What do “_OTR”, “_ACP” and “_MAT” suffixes relate to in HES data?
  • “_OTR” is short for ‘Other’ and is an extension of the HES record. There should be a 1:1 relationship between the main record found in HESAPC for example and its extension in HESAPC_OTR

  • “_ACP” is short for ‘Augmented care period’. This was collected from 1997–2006 and was replaced by HESCC (critical care in 2008)

  • “_MAT” is short for ‘Maternity’ and contains variables associated with maternity related admissions.
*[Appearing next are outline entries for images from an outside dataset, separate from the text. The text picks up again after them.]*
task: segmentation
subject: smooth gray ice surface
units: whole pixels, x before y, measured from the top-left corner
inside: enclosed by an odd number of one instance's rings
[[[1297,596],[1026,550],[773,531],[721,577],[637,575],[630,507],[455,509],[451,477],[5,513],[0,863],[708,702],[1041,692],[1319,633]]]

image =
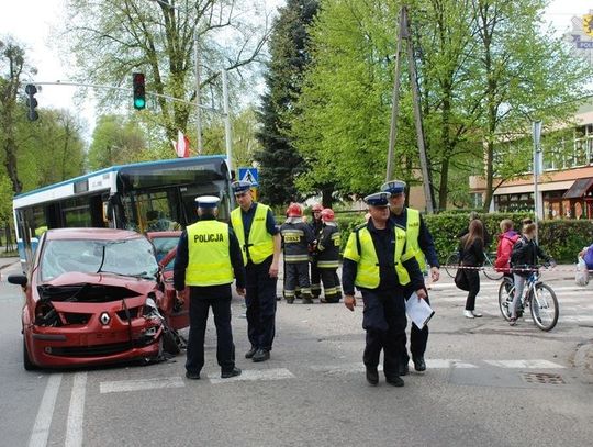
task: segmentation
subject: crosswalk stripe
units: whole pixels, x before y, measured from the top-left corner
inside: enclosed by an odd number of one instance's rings
[[[564,369],[562,365],[548,360],[484,360],[485,364],[514,369]]]
[[[156,390],[160,388],[182,388],[186,384],[180,377],[166,377],[163,379],[141,379],[141,380],[116,380],[111,382],[101,382],[99,392],[121,393],[124,391]]]
[[[287,368],[270,368],[270,369],[247,369],[243,370],[240,376],[235,376],[230,379],[222,379],[220,375],[208,375],[211,383],[227,383],[239,381],[255,381],[255,380],[282,380],[293,379],[294,375]]]

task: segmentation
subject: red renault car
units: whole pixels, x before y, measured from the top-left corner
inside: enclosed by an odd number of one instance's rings
[[[40,238],[27,276],[9,282],[25,293],[23,364],[30,370],[143,362],[177,354],[155,249],[143,235],[111,228],[56,228]],[[177,349],[178,351],[178,349]]]

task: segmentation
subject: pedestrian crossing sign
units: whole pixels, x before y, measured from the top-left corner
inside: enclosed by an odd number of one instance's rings
[[[258,187],[257,168],[239,168],[239,180],[249,181],[254,187]]]

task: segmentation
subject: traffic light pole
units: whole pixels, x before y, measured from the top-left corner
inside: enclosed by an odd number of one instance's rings
[[[70,87],[87,87],[87,88],[92,88],[92,89],[120,90],[120,91],[125,91],[125,92],[131,92],[132,91],[132,94],[134,94],[134,89],[131,89],[128,87],[102,86],[102,85],[99,85],[99,83],[83,83],[83,82],[69,82],[69,81],[61,82],[59,80],[55,81],[55,82],[37,82],[37,81],[35,81],[35,82],[31,82],[31,83],[34,85],[34,86],[70,86]],[[169,99],[171,101],[182,102],[184,104],[192,104],[192,101],[187,101],[184,99],[170,97],[168,94],[154,93],[152,91],[147,91],[147,92],[145,92],[145,94],[149,94],[149,96],[157,97],[157,98],[165,98],[165,99]],[[203,109],[203,110],[209,110],[211,112],[216,112],[216,113],[224,114],[224,112],[221,111],[220,109],[215,109],[215,108],[211,108],[211,107],[202,105],[202,104],[198,104],[198,107],[200,109]]]

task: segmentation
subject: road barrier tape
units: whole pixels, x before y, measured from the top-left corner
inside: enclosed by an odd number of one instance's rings
[[[534,268],[534,267],[529,267],[529,268],[506,268],[505,271],[500,271],[497,269],[495,269],[494,267],[475,267],[475,266],[458,266],[458,265],[446,265],[446,266],[440,266],[440,269],[462,269],[462,270],[494,270],[496,271],[497,273],[513,273],[515,271],[539,271],[540,269],[545,269],[547,271],[570,271],[571,273],[574,273],[577,272],[577,267],[572,268],[572,269],[568,269],[568,268],[561,268],[561,267],[539,267],[539,268]],[[507,270],[507,271],[506,271]],[[590,273],[593,273],[593,270],[588,270]]]

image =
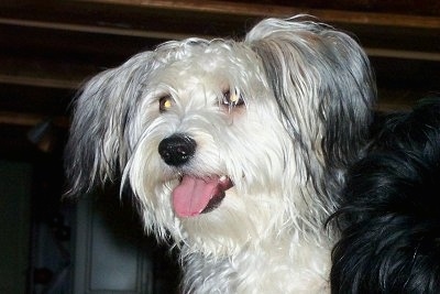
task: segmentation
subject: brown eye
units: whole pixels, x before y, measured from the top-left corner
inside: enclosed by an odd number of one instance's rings
[[[173,106],[173,98],[167,95],[158,99],[158,110],[161,112],[167,111]]]
[[[244,100],[237,90],[227,90],[223,92],[223,106],[237,107],[244,105]]]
See below for data and sub table lookup relationships. Note: HESCC is a subset of HESAPC

../../_images/Picture2.png
How to link “HESCC”, “..._OTR”, “..._ACP”, “..._MAT” data to their main record?

These sub tables do not contain an individual-level identifier. Therefore, they need to be linked to the main HESAPC/HESOP/HESAE. See below for the linkage keys for each dataset:

../../_images/Picture3.png
How to find test results in covid datasets?
  • NPEX and IELISA: Use testresult variable. Result is SNOMED (SCT) coded. There are 6 codes used e.g. “SCTID: 1240581000000104”: “Severe acute respiratory syndrome coronavirus 2 detected (finding)”. A lookup will be available shortly in the TRE with linkage guidance.

  • COVIDSGSS: This dataset does not contain a test results field. We are awaiting confirmation from NHS England about how to interpret the presence of records in this dataset.